My plan was to stay in New Zealand for a few months as I was halfway through my travels and needed to make some extra cash. I was fortunate to get an apprentice roasting job at Allpress and from that day I was hooked on coffee and the passionate people who work in this industry.

After 12 years roasting, I moved across to green bean sourcing which I had been involved in through my previous roles, although on a smaller scale. I started with LCM August 2019.

Green beans have been my forte ever since, and here I am – 26 years later, still in Auckland.

What is the best part of your job?

Visiting origin is undoubtedly a highlight of the green bean industry. The scenery is always spectacular as you travel up into the mountain plantations. I have been fortunate enough to visit Santos City and Ipanema Coffee Estate in Brazil, Antigua City in Guatemala and its surrounding volcanos, Sumatra and its jungles, the list goes on.

In particular, I’ve had a long love affair with Papua New Guinea (PNG) and was looking forward to an origin trip there on my way to MICE 2020, but like just about all businesses, we’ve put travel restrictions in place to manage the current COVID-19 threat.

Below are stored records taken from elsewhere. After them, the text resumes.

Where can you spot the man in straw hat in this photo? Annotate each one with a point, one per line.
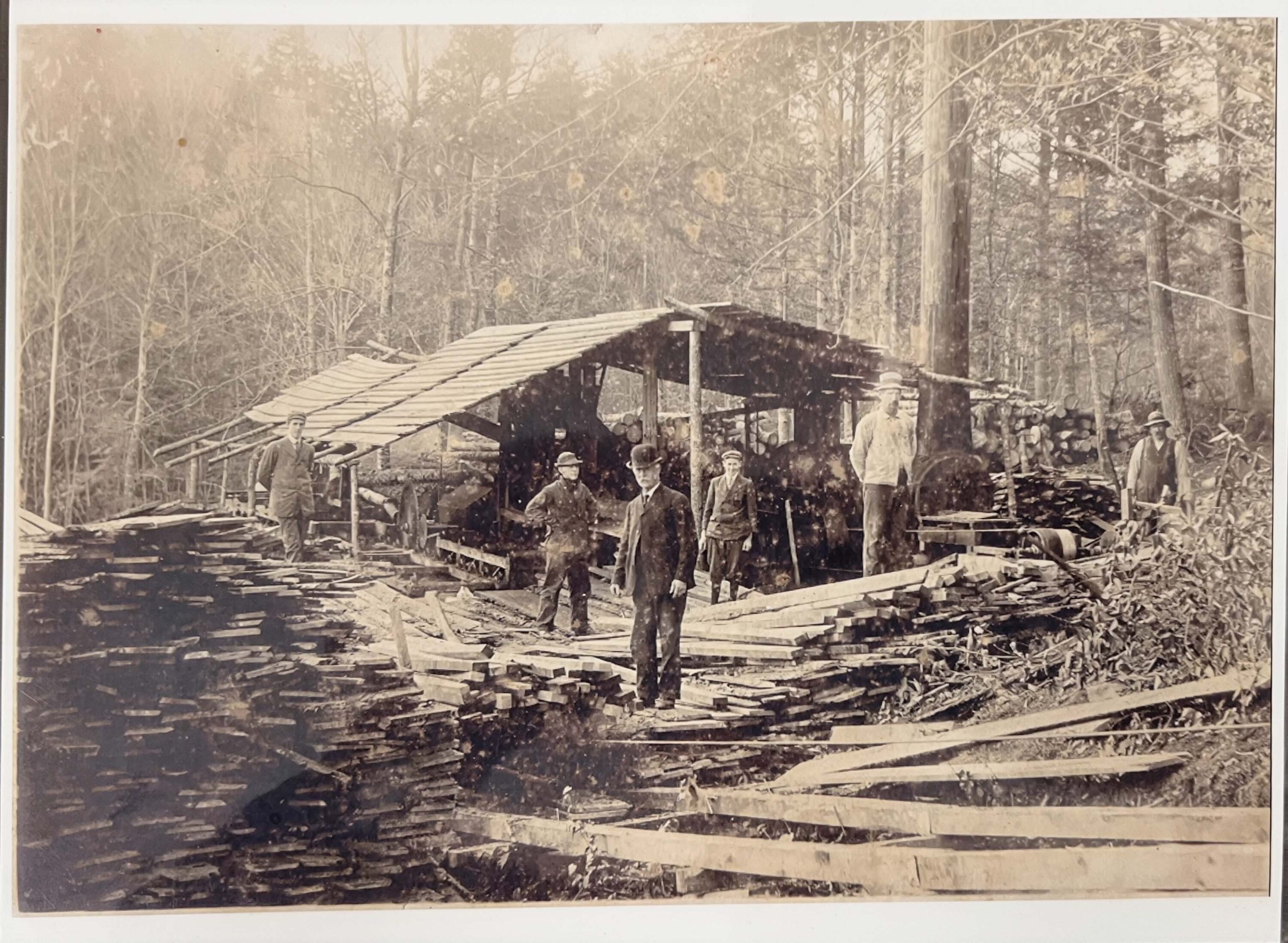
(655, 569)
(567, 511)
(286, 470)
(885, 442)
(1160, 469)
(728, 522)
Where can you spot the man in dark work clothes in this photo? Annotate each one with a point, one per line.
(655, 569)
(286, 470)
(728, 522)
(1160, 468)
(567, 508)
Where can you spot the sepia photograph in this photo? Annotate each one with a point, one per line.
(472, 467)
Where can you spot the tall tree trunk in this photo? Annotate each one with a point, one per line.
(1037, 315)
(901, 179)
(858, 163)
(310, 284)
(943, 411)
(490, 250)
(1098, 401)
(392, 210)
(889, 329)
(1233, 272)
(402, 158)
(822, 149)
(1167, 360)
(52, 416)
(141, 380)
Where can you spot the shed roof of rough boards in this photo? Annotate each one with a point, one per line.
(745, 353)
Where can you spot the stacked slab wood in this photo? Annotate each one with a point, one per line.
(1046, 498)
(1049, 433)
(196, 731)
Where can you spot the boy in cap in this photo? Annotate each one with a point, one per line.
(728, 522)
(655, 569)
(1160, 469)
(567, 509)
(286, 470)
(885, 442)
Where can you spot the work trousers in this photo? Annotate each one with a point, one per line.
(657, 625)
(724, 561)
(574, 567)
(885, 529)
(293, 530)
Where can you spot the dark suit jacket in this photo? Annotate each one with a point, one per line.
(657, 546)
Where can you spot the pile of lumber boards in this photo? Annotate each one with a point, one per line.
(1046, 433)
(196, 730)
(1085, 504)
(847, 843)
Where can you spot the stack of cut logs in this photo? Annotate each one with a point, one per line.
(1045, 498)
(802, 661)
(1045, 433)
(196, 731)
(719, 429)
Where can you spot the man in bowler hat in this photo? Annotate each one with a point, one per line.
(286, 470)
(655, 569)
(567, 509)
(1160, 468)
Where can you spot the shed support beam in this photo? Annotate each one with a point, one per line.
(696, 420)
(353, 512)
(651, 393)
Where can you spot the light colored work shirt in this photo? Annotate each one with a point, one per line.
(1184, 491)
(883, 446)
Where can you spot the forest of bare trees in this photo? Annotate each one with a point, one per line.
(208, 215)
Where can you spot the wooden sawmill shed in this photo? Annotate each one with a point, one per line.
(535, 389)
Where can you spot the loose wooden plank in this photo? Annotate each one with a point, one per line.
(887, 734)
(832, 593)
(809, 771)
(1111, 824)
(1019, 770)
(736, 632)
(887, 870)
(708, 650)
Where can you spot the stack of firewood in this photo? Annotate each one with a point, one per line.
(195, 730)
(1046, 498)
(1044, 433)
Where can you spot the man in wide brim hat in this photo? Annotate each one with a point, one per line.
(568, 512)
(728, 524)
(655, 569)
(286, 470)
(885, 442)
(1160, 467)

In one of my trips to PNG, organized by Fairtrade to HOAC Coop in the Eastern Highlands, we were greeted by the locals in full war paint with bows, arrows, shields, and spears, and ladies dancing and singing leading us to the place where the welcoming ceremony took place. Similar thing happened on my last trip to another part of PNG and years before, the special Kava ceremonies with the growers on Tanna Island Vanuatu. This was truly amazing and something I will never forget. Being the guest of honour is very humbling in these cultures.

What is the biggest challenge your business faces?

A month or so ago, my answer to this question would have been climate change but now, of course, I’d add to that the global spread of coronavirus. We are all facing great uncertainty in the world right now, but one thing is certain – crops are growing, and harvest is coming.

Meeting the challenges ahead is going to require strong communications, collaboration, flexibility up and down the supply chain.  During this sensitive time, Langdon Coffee Merchants is in close contact with our producers and our customers who are doing it tough.